De même, lorsque l’autorité administrative s’est prononcée après le 12 mars 2020, en application de ces articles, le délai de recours contre sa décision commence à courir à la date de fin de la suspension du processus électoral. Lorsque la suspension du processus électoral intervient entre la date du premier tour et la date du second tour des élections professionnelles, elle n’a pas d’incidence sur la régularité du premier tour. Elle n’a pas non plus d’incidence sur la régularité du premier ou du second tour des élections professionnelles lorsque ceux-ci se sont déroulés entre le 12 mars 2020 et le 3 avril 2020. En revanche, les conditions d’électorat et d’éligibilité s’apprécient à la date d’organisation de chacun des tours du scrutin.

Dispense d’élections partielles dans certains cas

Par dérogation à l’article L. 2314-10 du Code du travail, lorsque le mandat des membres du CSE expire moins de six mois après la date de fin de la suspension du processus électoral, l’employeur est dispensé d’organiser des élections partielles, que le processus électoral ait été engagé ou non avant ladite suspension.

Report des élections après la fin de l’état d’urgence sanitaire

L’employeur engage le processus d’organisation des élections dans les trois mois qui suivent la date de cessation de l’état d’urgence sanitaire dans les cas suivants :

– lorsque, entre le 3 avril 2020 et la date de cessation de l’état d’urgence sanitaire, les articles L. 2311-2, L. 2314-8 ou L. 2314-10 Code du travail lui imposaient une telle obligation, c’est-à-dire en cas d’atteinte d’un effectif d’au moins onze salariés pendant douze mois consécutifs, en cas de demande d’un salarié ou d’un syndicat d’organiser des élections en l’absence de CSE ou en raison de situations entraînant l’obligation d’organiser des élections partielles ;

– lorsque, avant le 3 avril 2020, l’employeur n’a pas engagé le processus électoral alors que les mêmes articles lui imposaient une telle obligation.
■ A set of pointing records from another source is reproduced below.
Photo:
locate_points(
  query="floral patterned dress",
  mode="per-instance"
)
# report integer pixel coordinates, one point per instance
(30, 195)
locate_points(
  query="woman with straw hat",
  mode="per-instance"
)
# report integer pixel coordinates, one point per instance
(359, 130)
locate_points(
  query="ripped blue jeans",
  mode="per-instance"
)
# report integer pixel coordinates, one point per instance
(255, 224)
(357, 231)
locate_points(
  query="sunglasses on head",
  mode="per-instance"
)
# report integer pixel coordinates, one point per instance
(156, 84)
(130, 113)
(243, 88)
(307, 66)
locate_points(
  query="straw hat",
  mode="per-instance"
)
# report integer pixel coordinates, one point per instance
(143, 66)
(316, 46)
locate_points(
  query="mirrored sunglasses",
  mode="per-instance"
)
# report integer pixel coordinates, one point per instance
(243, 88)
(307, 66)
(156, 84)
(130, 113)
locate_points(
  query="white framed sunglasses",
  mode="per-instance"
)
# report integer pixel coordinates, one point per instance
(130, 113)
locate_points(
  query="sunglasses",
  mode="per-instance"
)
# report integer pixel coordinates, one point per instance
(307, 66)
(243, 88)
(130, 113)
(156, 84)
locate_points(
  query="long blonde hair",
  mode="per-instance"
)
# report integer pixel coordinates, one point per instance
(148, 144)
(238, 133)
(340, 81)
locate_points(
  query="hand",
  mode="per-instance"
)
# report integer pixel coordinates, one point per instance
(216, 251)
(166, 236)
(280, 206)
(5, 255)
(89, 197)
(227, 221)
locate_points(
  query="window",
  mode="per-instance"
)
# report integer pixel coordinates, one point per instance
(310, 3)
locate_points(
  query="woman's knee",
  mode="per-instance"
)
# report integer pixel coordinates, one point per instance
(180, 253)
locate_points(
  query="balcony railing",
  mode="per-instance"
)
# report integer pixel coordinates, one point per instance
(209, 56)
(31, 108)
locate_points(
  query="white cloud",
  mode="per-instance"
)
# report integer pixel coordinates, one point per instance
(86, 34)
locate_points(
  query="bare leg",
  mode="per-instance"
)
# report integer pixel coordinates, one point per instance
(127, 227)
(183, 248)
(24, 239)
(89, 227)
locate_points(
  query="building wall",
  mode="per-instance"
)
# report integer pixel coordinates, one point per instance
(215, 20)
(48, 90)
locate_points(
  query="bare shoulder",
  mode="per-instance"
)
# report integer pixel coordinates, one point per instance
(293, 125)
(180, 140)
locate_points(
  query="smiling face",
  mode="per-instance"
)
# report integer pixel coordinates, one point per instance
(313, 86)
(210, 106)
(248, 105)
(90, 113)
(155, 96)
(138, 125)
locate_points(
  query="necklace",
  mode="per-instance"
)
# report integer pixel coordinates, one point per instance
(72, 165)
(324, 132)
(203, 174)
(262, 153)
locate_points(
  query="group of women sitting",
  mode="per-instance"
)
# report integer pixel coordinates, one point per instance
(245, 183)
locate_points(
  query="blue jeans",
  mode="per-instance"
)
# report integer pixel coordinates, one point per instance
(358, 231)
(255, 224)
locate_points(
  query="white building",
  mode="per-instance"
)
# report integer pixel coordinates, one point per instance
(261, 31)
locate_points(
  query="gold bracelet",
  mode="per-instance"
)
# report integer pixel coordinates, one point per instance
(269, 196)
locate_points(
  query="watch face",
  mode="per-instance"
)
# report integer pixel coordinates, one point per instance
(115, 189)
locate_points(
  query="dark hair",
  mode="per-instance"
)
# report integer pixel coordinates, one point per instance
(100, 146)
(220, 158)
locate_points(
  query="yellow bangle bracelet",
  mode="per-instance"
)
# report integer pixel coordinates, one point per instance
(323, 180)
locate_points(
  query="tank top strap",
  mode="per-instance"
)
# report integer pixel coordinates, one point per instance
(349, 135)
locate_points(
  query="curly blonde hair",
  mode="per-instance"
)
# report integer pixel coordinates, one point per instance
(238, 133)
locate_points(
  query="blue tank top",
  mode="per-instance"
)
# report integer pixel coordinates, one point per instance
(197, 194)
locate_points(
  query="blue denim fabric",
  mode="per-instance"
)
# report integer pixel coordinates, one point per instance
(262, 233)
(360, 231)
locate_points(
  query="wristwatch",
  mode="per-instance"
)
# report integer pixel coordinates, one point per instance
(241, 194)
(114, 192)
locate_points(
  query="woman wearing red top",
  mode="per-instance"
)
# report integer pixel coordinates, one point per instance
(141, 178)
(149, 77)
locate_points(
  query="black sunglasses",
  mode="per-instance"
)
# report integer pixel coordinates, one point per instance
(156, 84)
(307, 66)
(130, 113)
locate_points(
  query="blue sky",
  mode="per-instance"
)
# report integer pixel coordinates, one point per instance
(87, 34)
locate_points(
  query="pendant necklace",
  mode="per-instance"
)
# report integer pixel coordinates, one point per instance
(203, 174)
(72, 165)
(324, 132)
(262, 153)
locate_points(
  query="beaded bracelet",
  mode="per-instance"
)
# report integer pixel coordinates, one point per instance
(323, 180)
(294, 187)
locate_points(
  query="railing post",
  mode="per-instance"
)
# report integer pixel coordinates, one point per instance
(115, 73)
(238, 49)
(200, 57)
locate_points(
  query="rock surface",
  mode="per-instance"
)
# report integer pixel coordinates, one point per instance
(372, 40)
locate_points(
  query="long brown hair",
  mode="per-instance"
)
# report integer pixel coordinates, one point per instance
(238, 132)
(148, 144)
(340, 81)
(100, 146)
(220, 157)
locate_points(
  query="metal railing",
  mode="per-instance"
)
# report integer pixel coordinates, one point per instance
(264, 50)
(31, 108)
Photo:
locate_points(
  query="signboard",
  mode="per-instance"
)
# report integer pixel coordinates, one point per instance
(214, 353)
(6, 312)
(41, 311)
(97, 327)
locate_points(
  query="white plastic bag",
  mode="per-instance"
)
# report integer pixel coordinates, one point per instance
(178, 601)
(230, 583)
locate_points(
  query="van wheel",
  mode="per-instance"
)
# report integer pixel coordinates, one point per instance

Prorogation des mandats en cours et de la protection des élus et candidats

Si en raison de la suspension ou du report du processus électoral, les mandats en cours à la date du 12 mars 2020 des représentants élus des salariés n’ont pas été renouvelés, ces mandats sont prorogés jusqu’à la proclamation des résultats du premier ou, le cas échéant, du second tour des élections professionnelles. Pour toute la durée de la prorogation des mandats, la protection contre les licenciements, la protection en cas de rupture d’un contrat de travail à durée déterminée (CDD) et la protection en cas d’interruption ou de non-renouvellement d’une mission d’intérim demeurent applicables. La protection contre les licenciements des candidats aux élections est également prorogée, et ce jusqu’à la proclamation des résultats du premier ou, le cas échéant, du second tour des élections, lorsque le délai de six mois de protection prévu expire avant la date du premier tour.